Never heard this phrase before. Grew up in Texas and lived in the Southwest and Hawaii.
Since I’m the one that resurrected this monster, I kind of feel (a little bit) obligated to continue participating.
I started this mess with the observation that my dear old Dad, used the phrase “two six bits”. Upon rereading the entire thread (again), I feel I ought to add that I’ve queried him about whether he had ever used the term “a buck three-eighty” or “a buck 3 eighty-five”, or if he could recall having heard it(them) being used. He responded, “No, can’t say I have.”
Like Siam Sam, I was (born and) raised in Texas and had never heard the term ‘buck three-eighty/eighty five’ being used, nor had I ever heard any of my multitudinous kinfolk in Louisiana (where my father and mother are from) use it, either. Just sayin’… ![]()
A buck/dollar three-eighty is $1.83. The word sequence is exactly how numbers are spoken in German. Instead of saying eighty-three, Germans say three and eighty (in German, of course). For one hundred eighty-three, they say one hundred three and eighty. I imagine it’s the same in Yiddish, and no surprise it’s common in New York City. Somewhere along the way, the “and” got left out.
I first heard that Billy Joel song as a teenager in NY when it came out and what my ears heard him singing was, “a buck three eighty won’t buy me much lady on the streets these days”. ![]()
The earliest press acount I could find was from 1950. The writer is Ewing M. Poteet, based in New Orleans:
Even more than making movies, Hollywood is famed for spending money.
The usual procedure is to pour out forty-eleven million dollars making a film and devoting the proceeds of a couple of diamond mines to its promotion. What happens? It goes over like a cement balloon.
Then, just for kicks, some producer ties one hand behind his back, and, in his spare time, turns out a picture for a buck three-eighty that makes life really worth living for a movie-goer.
–New Orleans Item, March 30, 1950
Apparently it just meant dirt cheap in this context. The next press account I found was two decades later in an article on fly fishing:
Oh, yes! And be prepared for all the tiny insects to feast on you while you’re waiting for that trout (if there is one out there) to feast on that fly you paid a buck-three-eighty for.

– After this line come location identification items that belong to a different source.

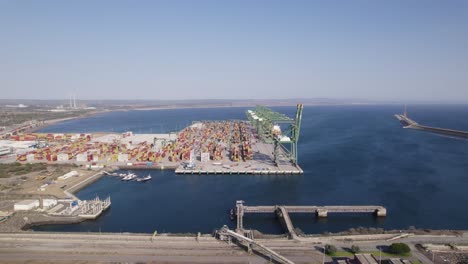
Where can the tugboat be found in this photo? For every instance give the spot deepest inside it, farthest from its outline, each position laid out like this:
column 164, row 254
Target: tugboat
column 147, row 178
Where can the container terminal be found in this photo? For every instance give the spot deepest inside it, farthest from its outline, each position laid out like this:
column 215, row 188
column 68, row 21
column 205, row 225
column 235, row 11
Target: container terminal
column 265, row 143
column 409, row 123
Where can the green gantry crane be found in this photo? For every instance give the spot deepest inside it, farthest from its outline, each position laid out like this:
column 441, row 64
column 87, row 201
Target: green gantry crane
column 264, row 120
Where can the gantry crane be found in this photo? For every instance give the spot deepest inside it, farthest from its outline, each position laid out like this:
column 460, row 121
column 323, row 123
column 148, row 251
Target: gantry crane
column 268, row 125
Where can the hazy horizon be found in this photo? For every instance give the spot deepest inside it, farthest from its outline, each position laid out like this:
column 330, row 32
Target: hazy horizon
column 395, row 51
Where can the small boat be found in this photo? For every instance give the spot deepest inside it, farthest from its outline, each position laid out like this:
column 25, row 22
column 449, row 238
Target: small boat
column 129, row 177
column 232, row 215
column 147, row 178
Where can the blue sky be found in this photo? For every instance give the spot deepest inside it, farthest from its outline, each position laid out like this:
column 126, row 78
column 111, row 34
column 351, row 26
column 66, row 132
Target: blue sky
column 377, row 50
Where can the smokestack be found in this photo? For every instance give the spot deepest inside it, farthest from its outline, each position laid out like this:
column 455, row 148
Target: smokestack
column 74, row 101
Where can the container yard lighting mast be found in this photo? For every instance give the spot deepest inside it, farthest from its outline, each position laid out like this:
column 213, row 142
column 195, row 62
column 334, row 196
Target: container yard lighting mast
column 268, row 124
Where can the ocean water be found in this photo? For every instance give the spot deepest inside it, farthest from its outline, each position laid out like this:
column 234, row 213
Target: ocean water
column 351, row 155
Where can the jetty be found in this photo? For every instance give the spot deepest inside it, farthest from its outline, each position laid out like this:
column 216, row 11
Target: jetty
column 283, row 211
column 409, row 123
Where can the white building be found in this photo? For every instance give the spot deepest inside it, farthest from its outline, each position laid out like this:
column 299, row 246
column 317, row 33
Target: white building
column 205, row 157
column 48, row 203
column 82, row 157
column 68, row 175
column 122, row 157
column 62, row 157
column 26, row 205
column 30, row 157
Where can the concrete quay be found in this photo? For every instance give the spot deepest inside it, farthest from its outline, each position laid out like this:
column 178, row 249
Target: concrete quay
column 282, row 212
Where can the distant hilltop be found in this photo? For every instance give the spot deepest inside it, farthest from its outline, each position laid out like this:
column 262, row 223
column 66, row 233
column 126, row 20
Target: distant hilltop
column 149, row 104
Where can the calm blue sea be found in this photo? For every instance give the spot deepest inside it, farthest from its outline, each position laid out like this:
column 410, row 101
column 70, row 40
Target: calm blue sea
column 350, row 155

–Daytona Beach Morning Journal, August 10, 1970
Did not show up very much in press accounts, with the exception of a race horse with the name ‘Buck Three Eighty’ from the late 1980s into the early 1990s.
That’s my experience.
I always took it to mean $3.50, except saying it the hard way for…reasons.
No one let me in on the slang.
I’ve never understood this expression and similar ones to be intended to refer to a specific amount of money. They are deliberately using improper syntax to just mean some arbitrary small amount of money, like “a jillion dollars” is used to mean some arbitrary large amount of money.
Yeah, I’d interpret it as “a buck, or two-fifty, or whatever, something small like that, don’t bother me with the details”.
I mean, it’s one buck. What could it cost, ten dollars?
.5 fast.
![]()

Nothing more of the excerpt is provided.